Nonostante l’invito di Andrea Della Valle di continuare a credere nella lotta europea, i viola hanno sfoderato una prestazione non certamente memorabile.

Il Cagliari, con la maglia rossoblu, sembrava il Barcellona e la Fiorentina è stata per tutta la partita impotente di fronte alla determinazione dei sardi.

Difesa inerme, centrocampo inesistente, attacco impalpabile: Pioli ora dovrà spiegare ai suoi dirigenti e soprattutto ai tifosi viola questa debacle.

Dovrà spiegare perché tre punte quando non si ha un centrocampo degno di una squadra di media classifica di Serie B,

Dovrà spiegare perché la squadra non ha mostrato grinta, determinazione, voglia di vincere al cospetto della squadra sarda apparsa solo grinta ma niente tecnica.

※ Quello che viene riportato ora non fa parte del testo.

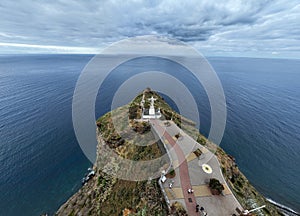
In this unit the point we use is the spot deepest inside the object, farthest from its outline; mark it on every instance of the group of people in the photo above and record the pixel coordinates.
(190, 190)
(201, 209)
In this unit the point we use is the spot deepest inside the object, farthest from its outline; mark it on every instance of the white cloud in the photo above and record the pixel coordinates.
(213, 26)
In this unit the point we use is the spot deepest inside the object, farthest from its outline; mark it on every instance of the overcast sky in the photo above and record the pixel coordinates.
(259, 28)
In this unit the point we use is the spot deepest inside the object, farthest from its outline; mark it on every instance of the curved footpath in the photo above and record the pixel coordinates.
(189, 174)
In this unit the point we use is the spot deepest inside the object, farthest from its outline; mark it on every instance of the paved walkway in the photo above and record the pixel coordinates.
(189, 174)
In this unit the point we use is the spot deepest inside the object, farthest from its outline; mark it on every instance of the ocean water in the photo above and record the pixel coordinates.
(41, 163)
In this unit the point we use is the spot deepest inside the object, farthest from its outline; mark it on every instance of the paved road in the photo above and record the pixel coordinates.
(183, 170)
(190, 175)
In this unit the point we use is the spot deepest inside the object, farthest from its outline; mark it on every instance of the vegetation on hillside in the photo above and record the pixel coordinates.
(131, 139)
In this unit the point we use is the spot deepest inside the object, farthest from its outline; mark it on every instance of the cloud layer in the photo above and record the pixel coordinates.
(233, 27)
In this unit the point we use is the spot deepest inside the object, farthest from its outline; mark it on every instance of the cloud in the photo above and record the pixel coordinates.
(211, 26)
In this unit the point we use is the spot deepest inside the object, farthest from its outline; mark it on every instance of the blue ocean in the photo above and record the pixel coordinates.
(41, 163)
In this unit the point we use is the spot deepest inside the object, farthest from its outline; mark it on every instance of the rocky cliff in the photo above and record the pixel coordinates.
(107, 195)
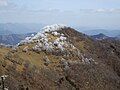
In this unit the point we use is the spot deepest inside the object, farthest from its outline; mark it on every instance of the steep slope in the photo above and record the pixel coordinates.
(60, 58)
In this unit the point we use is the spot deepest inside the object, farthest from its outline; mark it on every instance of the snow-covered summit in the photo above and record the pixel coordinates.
(50, 39)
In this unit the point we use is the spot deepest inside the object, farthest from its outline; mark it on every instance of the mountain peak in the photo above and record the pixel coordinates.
(50, 39)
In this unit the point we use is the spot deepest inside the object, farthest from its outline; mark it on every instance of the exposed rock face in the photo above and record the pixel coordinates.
(60, 58)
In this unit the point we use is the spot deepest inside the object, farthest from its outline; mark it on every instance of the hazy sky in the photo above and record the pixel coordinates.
(90, 13)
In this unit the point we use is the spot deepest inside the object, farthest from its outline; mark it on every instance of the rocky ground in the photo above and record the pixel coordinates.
(60, 58)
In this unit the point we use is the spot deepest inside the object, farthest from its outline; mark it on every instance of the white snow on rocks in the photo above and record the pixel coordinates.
(49, 40)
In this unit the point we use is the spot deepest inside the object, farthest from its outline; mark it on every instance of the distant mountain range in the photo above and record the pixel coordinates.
(99, 36)
(111, 33)
(13, 39)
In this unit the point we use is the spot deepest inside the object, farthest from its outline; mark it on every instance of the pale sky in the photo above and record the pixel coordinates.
(88, 13)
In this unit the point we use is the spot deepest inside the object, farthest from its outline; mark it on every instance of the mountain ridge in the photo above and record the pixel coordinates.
(64, 59)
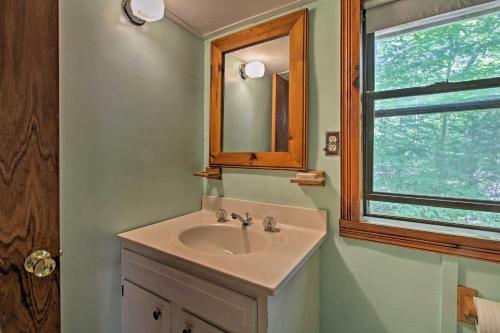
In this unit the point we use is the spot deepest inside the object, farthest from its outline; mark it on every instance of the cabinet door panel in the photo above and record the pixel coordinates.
(189, 323)
(144, 312)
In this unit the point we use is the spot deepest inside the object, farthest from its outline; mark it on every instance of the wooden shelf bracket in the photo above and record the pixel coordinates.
(466, 309)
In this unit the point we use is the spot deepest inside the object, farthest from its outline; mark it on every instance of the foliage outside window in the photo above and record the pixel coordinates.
(432, 123)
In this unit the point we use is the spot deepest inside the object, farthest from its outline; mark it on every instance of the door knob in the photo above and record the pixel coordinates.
(40, 263)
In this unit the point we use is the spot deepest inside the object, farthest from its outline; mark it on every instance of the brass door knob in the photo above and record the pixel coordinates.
(40, 263)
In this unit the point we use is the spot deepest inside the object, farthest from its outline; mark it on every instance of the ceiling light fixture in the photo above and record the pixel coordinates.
(253, 70)
(139, 12)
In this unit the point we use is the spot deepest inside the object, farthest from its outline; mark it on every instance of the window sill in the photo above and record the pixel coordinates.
(482, 245)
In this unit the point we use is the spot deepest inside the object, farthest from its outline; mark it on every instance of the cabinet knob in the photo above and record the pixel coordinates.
(156, 315)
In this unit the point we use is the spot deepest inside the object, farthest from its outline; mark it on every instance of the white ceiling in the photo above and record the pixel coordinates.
(274, 54)
(207, 18)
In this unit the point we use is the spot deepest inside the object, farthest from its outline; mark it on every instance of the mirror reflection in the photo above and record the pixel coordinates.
(255, 94)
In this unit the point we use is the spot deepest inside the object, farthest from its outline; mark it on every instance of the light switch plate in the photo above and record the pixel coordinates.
(332, 147)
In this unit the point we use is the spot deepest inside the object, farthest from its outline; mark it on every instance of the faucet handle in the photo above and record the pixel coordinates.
(221, 215)
(270, 223)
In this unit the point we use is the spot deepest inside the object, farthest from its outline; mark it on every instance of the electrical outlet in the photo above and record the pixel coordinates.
(332, 147)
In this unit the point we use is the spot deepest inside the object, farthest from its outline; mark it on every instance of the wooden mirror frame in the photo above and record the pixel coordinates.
(352, 222)
(294, 25)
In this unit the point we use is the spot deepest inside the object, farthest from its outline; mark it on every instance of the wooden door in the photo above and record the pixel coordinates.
(280, 89)
(29, 171)
(144, 312)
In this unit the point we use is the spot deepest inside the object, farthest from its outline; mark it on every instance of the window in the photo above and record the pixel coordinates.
(431, 121)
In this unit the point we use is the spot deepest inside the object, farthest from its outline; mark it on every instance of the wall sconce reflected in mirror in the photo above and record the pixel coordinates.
(253, 70)
(139, 12)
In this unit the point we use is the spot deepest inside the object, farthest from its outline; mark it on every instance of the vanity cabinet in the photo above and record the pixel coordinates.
(211, 285)
(185, 301)
(144, 312)
(160, 298)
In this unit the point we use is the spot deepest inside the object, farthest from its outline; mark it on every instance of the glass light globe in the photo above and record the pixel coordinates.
(148, 10)
(255, 69)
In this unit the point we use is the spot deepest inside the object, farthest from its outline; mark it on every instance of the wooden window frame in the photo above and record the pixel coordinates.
(352, 222)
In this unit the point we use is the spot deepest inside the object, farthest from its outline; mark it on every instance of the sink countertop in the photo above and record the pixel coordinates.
(302, 231)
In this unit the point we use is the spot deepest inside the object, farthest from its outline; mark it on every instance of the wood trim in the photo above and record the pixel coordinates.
(296, 26)
(475, 248)
(351, 225)
(274, 108)
(350, 110)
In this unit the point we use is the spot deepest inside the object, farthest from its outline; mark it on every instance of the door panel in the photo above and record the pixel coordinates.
(144, 312)
(29, 167)
(185, 322)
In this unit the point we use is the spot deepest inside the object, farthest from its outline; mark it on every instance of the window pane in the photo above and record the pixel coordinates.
(466, 217)
(459, 51)
(436, 99)
(450, 154)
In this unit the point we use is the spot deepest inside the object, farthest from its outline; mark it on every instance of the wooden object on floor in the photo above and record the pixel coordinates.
(211, 173)
(466, 310)
(311, 178)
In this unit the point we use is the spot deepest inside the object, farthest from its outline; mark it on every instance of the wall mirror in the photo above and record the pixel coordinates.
(258, 114)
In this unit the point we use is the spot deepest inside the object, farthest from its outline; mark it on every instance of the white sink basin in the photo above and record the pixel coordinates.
(224, 239)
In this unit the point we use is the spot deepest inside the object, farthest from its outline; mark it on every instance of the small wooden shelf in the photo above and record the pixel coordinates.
(311, 178)
(210, 173)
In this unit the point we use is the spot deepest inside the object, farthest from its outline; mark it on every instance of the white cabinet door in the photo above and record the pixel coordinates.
(144, 312)
(188, 323)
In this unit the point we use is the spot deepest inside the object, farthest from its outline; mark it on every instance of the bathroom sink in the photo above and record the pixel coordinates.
(224, 239)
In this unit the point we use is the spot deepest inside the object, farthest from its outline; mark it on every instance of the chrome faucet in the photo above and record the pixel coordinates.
(245, 221)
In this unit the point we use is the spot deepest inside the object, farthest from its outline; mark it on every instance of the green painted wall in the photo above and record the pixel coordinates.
(131, 134)
(365, 287)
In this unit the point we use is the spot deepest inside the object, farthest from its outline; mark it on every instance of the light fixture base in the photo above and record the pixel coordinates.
(127, 11)
(243, 75)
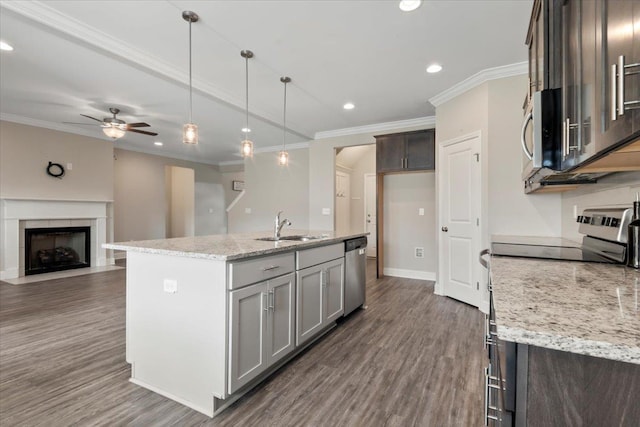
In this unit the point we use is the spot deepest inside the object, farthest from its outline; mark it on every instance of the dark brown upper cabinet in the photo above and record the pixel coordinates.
(407, 151)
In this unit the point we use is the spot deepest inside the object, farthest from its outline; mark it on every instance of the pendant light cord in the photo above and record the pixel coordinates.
(247, 95)
(190, 80)
(284, 119)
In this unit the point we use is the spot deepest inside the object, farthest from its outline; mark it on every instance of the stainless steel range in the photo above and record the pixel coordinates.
(605, 240)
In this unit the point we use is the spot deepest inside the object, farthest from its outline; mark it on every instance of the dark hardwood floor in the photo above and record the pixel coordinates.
(410, 359)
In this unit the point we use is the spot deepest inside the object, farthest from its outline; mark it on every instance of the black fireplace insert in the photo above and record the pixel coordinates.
(56, 249)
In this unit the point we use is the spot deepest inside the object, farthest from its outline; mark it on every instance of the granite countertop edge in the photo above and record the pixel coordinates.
(217, 247)
(619, 352)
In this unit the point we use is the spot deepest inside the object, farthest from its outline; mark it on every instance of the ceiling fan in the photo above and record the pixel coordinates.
(115, 128)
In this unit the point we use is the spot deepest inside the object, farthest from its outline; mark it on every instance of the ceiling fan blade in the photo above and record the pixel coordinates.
(144, 132)
(92, 118)
(84, 124)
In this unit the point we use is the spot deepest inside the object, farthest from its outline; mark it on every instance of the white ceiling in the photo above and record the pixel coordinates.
(75, 58)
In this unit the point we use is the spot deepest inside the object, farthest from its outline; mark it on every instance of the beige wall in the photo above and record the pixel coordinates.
(141, 203)
(366, 164)
(270, 188)
(25, 152)
(405, 229)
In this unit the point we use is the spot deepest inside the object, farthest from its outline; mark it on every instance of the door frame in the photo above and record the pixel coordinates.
(374, 175)
(480, 230)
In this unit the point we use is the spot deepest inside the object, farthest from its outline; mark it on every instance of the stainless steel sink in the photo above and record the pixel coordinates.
(297, 238)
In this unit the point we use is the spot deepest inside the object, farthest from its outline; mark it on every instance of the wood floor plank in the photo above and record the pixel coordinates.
(411, 359)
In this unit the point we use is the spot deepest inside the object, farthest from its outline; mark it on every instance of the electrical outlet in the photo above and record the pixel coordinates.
(170, 286)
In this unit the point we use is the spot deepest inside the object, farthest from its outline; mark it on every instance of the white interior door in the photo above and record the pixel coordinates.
(459, 192)
(370, 212)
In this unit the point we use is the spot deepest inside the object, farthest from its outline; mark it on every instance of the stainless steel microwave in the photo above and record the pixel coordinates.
(541, 137)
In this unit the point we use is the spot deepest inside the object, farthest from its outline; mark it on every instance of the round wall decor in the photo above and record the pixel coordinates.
(55, 170)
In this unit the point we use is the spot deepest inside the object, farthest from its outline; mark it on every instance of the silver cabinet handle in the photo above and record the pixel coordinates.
(614, 104)
(621, 85)
(527, 119)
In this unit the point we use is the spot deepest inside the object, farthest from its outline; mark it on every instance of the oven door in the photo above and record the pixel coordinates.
(541, 133)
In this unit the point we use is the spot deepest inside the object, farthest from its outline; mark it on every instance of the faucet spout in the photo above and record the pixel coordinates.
(278, 225)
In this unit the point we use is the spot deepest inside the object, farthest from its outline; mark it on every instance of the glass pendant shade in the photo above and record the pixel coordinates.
(190, 133)
(113, 132)
(283, 158)
(246, 148)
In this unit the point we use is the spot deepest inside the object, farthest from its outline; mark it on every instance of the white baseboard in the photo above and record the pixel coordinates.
(410, 274)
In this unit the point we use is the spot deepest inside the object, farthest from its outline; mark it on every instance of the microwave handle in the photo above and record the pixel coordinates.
(527, 119)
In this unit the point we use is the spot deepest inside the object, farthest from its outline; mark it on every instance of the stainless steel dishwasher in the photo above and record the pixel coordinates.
(355, 265)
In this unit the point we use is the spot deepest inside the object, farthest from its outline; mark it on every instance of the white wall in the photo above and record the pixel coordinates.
(404, 229)
(181, 200)
(616, 190)
(141, 200)
(25, 152)
(270, 188)
(495, 109)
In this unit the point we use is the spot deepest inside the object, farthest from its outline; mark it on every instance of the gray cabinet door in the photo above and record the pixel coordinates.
(309, 303)
(247, 330)
(334, 290)
(281, 318)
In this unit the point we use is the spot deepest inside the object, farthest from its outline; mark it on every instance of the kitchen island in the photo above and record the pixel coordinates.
(568, 342)
(210, 317)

Dovrà spiegare perché a marzo la squadra non ha un gioco a parte gli sprazzi individuali di Chiesa e Muriel.

Dovrà spiegare perché l’unico gioco che sanno fare i viola è il “palla lunga e pedalare”.

Dovrà spiegare perché rispetto allo scorso anno finora i viola hanno fatto peggio e perché la media gol subiti viaggia a due- tre gol a partita a prescindere da chi siano gli avversari.

Dovrà spiegare perché, soprattutto, il progetto tecnico da lui iniziato è miseramente fallito con posizioni di classifica oscillanti tra l’ottava e la nona posizione.

La panchina è a rischio, non c’è dubbio: Firenze, i Della Valle e i suoi tifosi hanno perso la pazienza.